Yayın Türü: Bildiri / Tam Metin Bildiri
Doi Numarası: 10.1145/3471287.3471299
Basıldığı Şehir: Virtual, Online
Basıldığı Ülke: Amerika Birleşik Devletleri
Sayfa Sayıları: ss.67-73
Anahtar Kelimeler: Direct Marketing, Data Mining, Tomek Link, Machine Learning, Imbalanced Data
Abdullah Gül Üniversitesi Adresli: Evet

Özet

© 2021 ACM.Determining the potential customers is very important in direct marketing. Data mining techniques are one of the most important methods for companies to determine potential customers. However, since the number of potential customers is very low compared to the number of non-potential customers, there is a class imbalance problem that significantly affects the performance of data mining techniques. In this paper, different combinations of basic and advanced resampling techniques such as Synthetic Minority Oversampling Technique (SMOTE), Tomek Link, RUS, and ROS were evaluated to improve the performance of customer classification. Different feature selection techniques are used in order the decrease the number of non-informative features from the data such as Information Gain, Gain Ratio, Chi-squared, and Relief. Classification performance was compared and utilized using several data mining techniques, such as LightGBM, XGBoost, Gradient Boost, Random Forest, AdaBoost, ANN, Logistic Regression, Decision Trees, SVC, Bagging Classifier based on ROC AUC and sensitivity metrics.
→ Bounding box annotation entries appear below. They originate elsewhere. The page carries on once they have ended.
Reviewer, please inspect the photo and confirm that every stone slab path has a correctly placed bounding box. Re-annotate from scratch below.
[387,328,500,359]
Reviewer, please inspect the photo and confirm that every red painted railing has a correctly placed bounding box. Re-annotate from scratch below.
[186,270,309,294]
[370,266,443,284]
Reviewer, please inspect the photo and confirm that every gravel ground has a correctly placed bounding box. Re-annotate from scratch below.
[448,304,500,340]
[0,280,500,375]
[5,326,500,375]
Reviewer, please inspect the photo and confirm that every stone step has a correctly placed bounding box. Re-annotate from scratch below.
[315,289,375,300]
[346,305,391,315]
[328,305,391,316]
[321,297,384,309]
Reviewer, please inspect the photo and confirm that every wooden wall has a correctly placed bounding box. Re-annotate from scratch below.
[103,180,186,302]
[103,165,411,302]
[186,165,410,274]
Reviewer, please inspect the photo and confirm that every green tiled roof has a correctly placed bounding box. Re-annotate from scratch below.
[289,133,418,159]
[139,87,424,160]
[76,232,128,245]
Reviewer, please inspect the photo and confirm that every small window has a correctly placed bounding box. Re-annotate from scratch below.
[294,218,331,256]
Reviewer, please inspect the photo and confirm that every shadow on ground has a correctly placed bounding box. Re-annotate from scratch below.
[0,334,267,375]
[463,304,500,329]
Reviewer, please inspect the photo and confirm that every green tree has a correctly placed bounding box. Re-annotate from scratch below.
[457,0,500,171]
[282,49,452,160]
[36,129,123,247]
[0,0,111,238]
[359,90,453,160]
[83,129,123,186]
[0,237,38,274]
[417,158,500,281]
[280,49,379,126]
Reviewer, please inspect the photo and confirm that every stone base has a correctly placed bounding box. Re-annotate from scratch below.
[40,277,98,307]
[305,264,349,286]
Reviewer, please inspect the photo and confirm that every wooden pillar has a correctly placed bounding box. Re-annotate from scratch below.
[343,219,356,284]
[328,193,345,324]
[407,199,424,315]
A combination of Tomek Link and Random Under-Sampling as a resampling technique and Chi-squared method as feature selection algorithm showed superior performance among the other combinations. Detailed performance evaluations demonstrated that with the proposed approach, LightGBM, which is a gradient boosting algorithm based on decision tree, gave the best results among the other classifiers with 0.947 sensitivity and 0.896 ROC AUC value.